Style Court

Nine Years of Textiles, Art History, Gardens, and a Little Mental Traveling with Courtney Barnes

6.15.2009

Midsummer Night's Dream

It's not really midsummer yet but I'm in the mood to see a few mossy terra cotta flower pots on my small brick landing. Something as verdant as the gardens in the movie.

There are a couple of options: buy perfectly aged mossed planters from Campo de' Fiori, or get my favorite kids involved and try some of these hands-on techniques. Over the weekend an accomplished gardener told me that he finds buttermilk is all you need to cultivate live moss growth on porous terra cotta. I think the waiting period is about a month or more just for the "early stage" look.

Campo de' Fiori does the waiting and offers customers instant gratification at a price: roughly $20 to $175 per pot depending on size. Have you had success mossing your own pots?

Shown here, Schuyler Samperton's apartment with orchid-filled Campo de' Fiori pots photographed by Paul Costello for Domino, April 2007. Inner Gardens has a nice array of these planters, and image two above is via IG.

11 comments:

Mrs. Blandings said...

Love the look - can't decide which is better - no mess or little expense.

Caroline at Caroline's Lost and Found said...

What a wonderful post!! I cannot wait to try out one (or all) of the techniques to age a terra cotta pot...we have a few at home just waiting to be aged! Take care, Caroline

Alicia said...

Go the buttermilk route. It takes much less time & its soo cheap its worth it. Plus then you get to add more or less to your liking. I always recommend it for newly laid garden stones too to take the newness edge off!!!

Janet said...

I have a terra cotta Campo de'Fiori bulb dish (with wrought-iron stand). And while I love it, it sucks up so much water that I have to line it with a glass dish.

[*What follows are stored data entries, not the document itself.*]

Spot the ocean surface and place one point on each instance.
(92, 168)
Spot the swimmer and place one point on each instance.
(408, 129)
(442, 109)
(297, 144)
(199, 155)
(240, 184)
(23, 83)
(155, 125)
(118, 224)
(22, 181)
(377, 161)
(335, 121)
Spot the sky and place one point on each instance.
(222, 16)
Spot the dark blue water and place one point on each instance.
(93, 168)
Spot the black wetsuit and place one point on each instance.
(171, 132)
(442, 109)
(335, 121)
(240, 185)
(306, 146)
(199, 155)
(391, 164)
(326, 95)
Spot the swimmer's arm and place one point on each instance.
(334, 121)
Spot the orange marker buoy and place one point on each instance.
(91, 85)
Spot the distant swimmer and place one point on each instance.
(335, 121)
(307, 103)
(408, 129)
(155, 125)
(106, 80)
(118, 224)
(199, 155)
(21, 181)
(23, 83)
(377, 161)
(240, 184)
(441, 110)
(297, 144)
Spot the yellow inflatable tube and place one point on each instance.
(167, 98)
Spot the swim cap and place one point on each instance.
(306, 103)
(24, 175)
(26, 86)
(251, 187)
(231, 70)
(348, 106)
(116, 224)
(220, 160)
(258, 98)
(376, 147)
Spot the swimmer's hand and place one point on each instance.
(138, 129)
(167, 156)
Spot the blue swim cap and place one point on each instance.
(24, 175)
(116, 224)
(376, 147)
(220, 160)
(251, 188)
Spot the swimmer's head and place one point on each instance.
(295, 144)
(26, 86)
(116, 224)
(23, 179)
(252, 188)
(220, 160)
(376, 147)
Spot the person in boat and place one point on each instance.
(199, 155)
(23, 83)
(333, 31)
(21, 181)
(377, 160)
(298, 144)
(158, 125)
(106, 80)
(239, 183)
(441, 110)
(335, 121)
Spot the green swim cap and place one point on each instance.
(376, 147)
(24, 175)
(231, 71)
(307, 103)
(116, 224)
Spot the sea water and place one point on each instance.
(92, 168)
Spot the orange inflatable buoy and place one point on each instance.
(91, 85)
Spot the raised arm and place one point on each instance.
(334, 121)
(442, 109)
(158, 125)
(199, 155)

So, no moss, alas.

Sanity Fair said...

I've always loved this style, though I've never attempted it myself. However, it always makes me think of My Fair Lady, and the scene where Professor Higgins makes Eliza say over and over: "with darkest moss the flowers pots were thickly crusted one and all."

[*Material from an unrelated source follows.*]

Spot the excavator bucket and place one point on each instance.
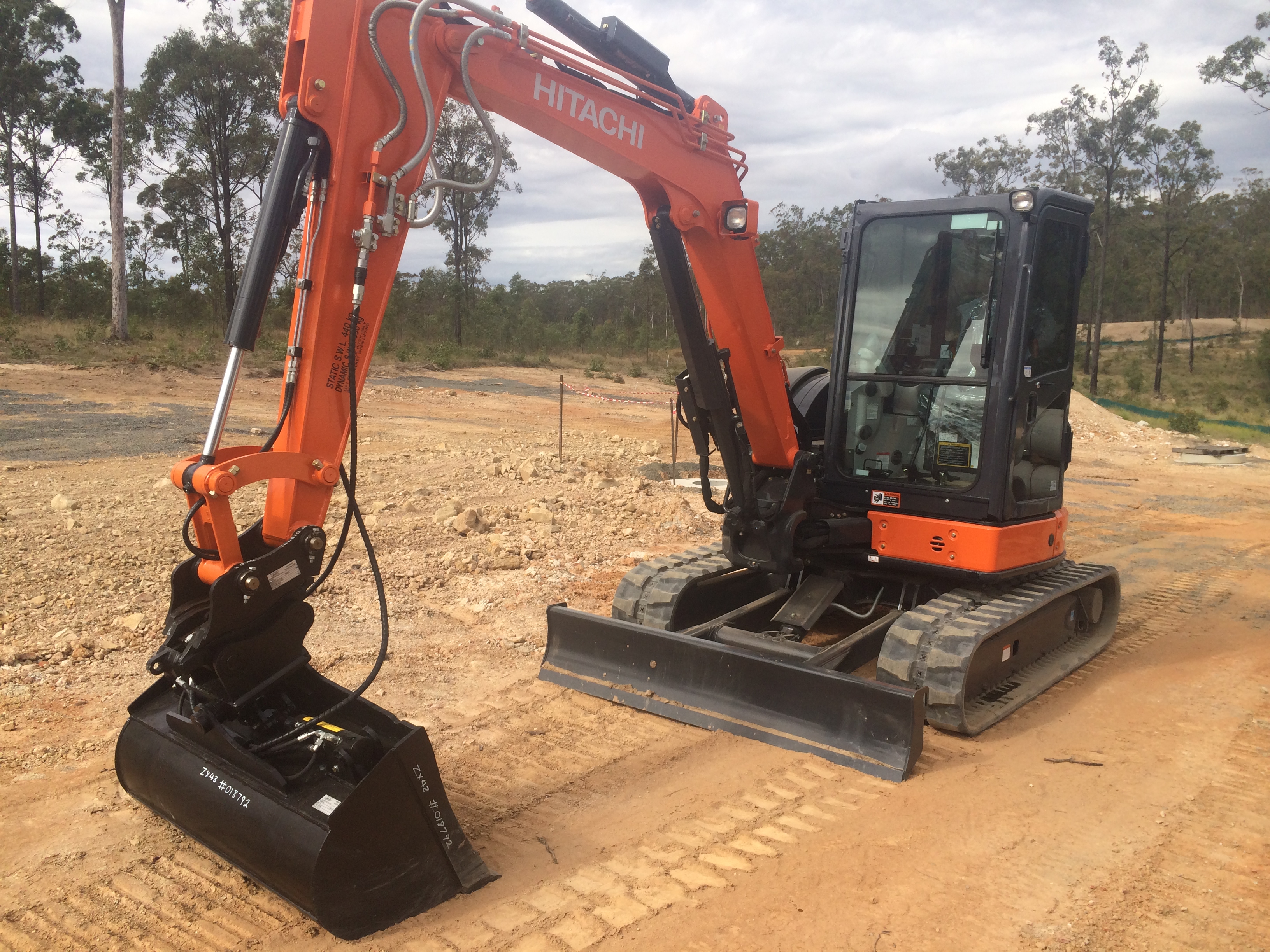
(787, 702)
(357, 850)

sophie dahy designs said...

We have seen this the Campo De' Fiori line at The Gardens at the Mart in Atlanta and had thought about using them for our silk arrangements. I think they are lovely.

Style Court said...

Sanity -- what a great line.

Everyone, thanks so much for the helpful input.

Pigtown-Design said...

I learned to get pots mossy by getting a little bit of moss and putting it with plain yoghurt and then whizzing it all together in a blender and then painting it on a pot. The moss gives it a head start.

The Peak of Chic said...

C- I've never tried this myself, but I've also heard that buttermilk does the trick. Can't wait to hear which method you use.

Style Redux 2 said...

I have always had success with yogurt and a little moss in a blender, then painting the mix on.

Blushing hostess said...

If mine were not nudged with buttermilk, the mossiness was uneven and totally unreliable. Over time though, I have come to realize the difference between the legitimately achieved moss with time and pots forced into the notion. Now, I much prefer the real thing made with water, shade, and coolness to the bought or buttermilk-aged. I just do not need to perfect a thing born out of complete imperfection and nothing but time. I came by my favorite ones old fashioned way: I earned them.